NEW YORK, May 12 (Reuters) - World equity markets inched higher and safe-haven bonds fell on Tuesday as stronger economic data from China and upbeat corporate earnings in Europe overshadowed concerns about a potential second wave of coronavirus infections.
Stock markets have rebounded sharply in recent weeks as the spread of the novel coronavirus was curbed in the largest economies of Asia and Europe, while parts of the U.S. economy began to reopen after weeks of lockdowns.
"We have had a rally that has not been loved by everybody," said Hans Peterson, global head of asset allocation at SEB Investment Management. "That rally might continue for a while longer, but we have probably gone on to a bit of a consolidation phase for now," he said, as investors pause to assess how quickly the global economy can recover.
MSCI's gauge of stocks across the globe gained 0.39%, following modest advances in Europe and slight losses in Asia.
In early trading on Wall Street, the Dow Jones Industrial Average rose 149.05 points, or 0.62%, to 24,371.04, the S&P 500 gained 13.75 points, or 0.47%, to 2,944.07 and the Nasdaq Composite added 51.42 points, or 0.56%, to 9,243.77.
"Investors are more focused on the path ahead than the economic damage from the wake of the COVID-19 pandemic," said Craig W. Johnson, technical market strategist at Piper Sandler & Co, referring to the disease caused by the new coronavirus.
"While the fundamental fallout is historic, expectations remain low, and the fiscal and monetary policy response has been unprecedented."
China reported its first rise in car sales in 22 months and the removal of tariffs on some U.S imports as part of a Phase One agreement to ease trade tensions with the United States.
In Europe, mobile operator Vodaphone beat earnings expectations and maintained its dividend while Logistics group Deutsche Post said it saw business normalizing in Europe.
Safe-haven assets such as the dollar and government bonds inched lower on hopes for an economic recovery.

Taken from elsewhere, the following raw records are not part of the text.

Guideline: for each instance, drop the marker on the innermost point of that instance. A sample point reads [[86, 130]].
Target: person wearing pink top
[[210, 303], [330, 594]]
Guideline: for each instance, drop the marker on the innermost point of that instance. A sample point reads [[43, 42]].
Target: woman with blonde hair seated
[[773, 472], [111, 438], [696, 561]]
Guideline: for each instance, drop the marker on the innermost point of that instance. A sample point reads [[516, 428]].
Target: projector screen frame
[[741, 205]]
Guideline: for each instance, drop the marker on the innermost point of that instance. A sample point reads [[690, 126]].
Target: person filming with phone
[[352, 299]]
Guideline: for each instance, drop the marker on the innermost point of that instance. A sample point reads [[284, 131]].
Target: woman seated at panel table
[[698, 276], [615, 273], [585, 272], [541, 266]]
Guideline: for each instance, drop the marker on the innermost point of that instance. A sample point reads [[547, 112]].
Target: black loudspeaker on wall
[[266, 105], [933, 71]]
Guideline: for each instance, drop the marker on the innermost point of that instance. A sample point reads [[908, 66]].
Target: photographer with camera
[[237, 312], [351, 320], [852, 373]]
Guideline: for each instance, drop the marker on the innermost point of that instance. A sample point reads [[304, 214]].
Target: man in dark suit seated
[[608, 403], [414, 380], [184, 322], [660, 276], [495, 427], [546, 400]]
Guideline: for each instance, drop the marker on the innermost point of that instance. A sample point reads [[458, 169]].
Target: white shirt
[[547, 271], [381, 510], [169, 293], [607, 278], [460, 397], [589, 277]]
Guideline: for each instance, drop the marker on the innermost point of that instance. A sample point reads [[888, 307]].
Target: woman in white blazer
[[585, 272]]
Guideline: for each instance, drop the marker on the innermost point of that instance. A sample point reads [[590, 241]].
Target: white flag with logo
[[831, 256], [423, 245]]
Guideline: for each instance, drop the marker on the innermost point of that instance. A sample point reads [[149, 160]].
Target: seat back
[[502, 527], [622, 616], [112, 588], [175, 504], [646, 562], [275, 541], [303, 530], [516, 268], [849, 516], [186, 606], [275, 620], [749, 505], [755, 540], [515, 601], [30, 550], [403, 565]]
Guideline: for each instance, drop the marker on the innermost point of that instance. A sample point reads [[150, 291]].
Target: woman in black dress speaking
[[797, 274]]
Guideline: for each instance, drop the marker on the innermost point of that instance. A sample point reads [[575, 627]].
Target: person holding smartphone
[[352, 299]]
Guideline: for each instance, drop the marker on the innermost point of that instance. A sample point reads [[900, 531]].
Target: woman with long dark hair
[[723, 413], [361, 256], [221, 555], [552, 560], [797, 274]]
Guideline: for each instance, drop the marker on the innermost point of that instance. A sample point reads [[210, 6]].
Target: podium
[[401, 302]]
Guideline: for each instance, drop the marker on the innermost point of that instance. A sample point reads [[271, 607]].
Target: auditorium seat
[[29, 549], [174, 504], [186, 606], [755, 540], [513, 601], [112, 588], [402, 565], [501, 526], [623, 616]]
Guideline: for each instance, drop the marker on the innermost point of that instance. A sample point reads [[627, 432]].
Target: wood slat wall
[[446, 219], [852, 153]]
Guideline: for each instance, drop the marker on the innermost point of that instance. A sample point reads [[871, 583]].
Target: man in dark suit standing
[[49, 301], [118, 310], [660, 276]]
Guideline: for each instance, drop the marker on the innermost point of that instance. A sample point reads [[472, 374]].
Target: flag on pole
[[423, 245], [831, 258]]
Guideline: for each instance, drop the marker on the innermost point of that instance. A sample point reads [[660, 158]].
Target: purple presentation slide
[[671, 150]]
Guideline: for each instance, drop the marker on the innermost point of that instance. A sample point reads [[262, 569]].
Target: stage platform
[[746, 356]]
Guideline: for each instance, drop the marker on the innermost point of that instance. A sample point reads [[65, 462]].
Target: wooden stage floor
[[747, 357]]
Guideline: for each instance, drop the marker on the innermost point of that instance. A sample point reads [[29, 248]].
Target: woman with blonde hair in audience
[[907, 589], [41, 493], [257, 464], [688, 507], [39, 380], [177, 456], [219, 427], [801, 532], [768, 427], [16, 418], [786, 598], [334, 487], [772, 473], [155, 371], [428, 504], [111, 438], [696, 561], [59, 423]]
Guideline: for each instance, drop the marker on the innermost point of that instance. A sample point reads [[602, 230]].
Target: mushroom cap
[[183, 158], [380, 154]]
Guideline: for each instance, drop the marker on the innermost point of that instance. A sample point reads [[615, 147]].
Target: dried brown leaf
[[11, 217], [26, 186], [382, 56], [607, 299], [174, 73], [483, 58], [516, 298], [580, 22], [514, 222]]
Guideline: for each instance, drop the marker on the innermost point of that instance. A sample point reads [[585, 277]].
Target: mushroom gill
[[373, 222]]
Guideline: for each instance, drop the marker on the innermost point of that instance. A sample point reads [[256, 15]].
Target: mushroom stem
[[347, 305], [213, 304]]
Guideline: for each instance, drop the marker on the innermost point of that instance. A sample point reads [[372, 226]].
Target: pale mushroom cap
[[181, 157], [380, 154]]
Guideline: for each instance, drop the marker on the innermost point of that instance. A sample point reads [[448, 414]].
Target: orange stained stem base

Benchmark 10-year notes last rose 1/32 in price to yield 0.7225%, from 0.726% late on Monday.
Late on Monday, the Fed said it would start purchasing shares of exchange-traded funds that invest in bonds, though policymakers also downplayed the likelihood of its interest rates being cut into negative territory.
An unexpected commitment from Saudi Arabia to deepen production cuts in June to help drain the supply glut caused by the coronavirus pandemic helped bolster oil prices.
U.S. crude was up 6.3% at $25.66 per barrel and Brent was at $30.49, up 2.9% on the day.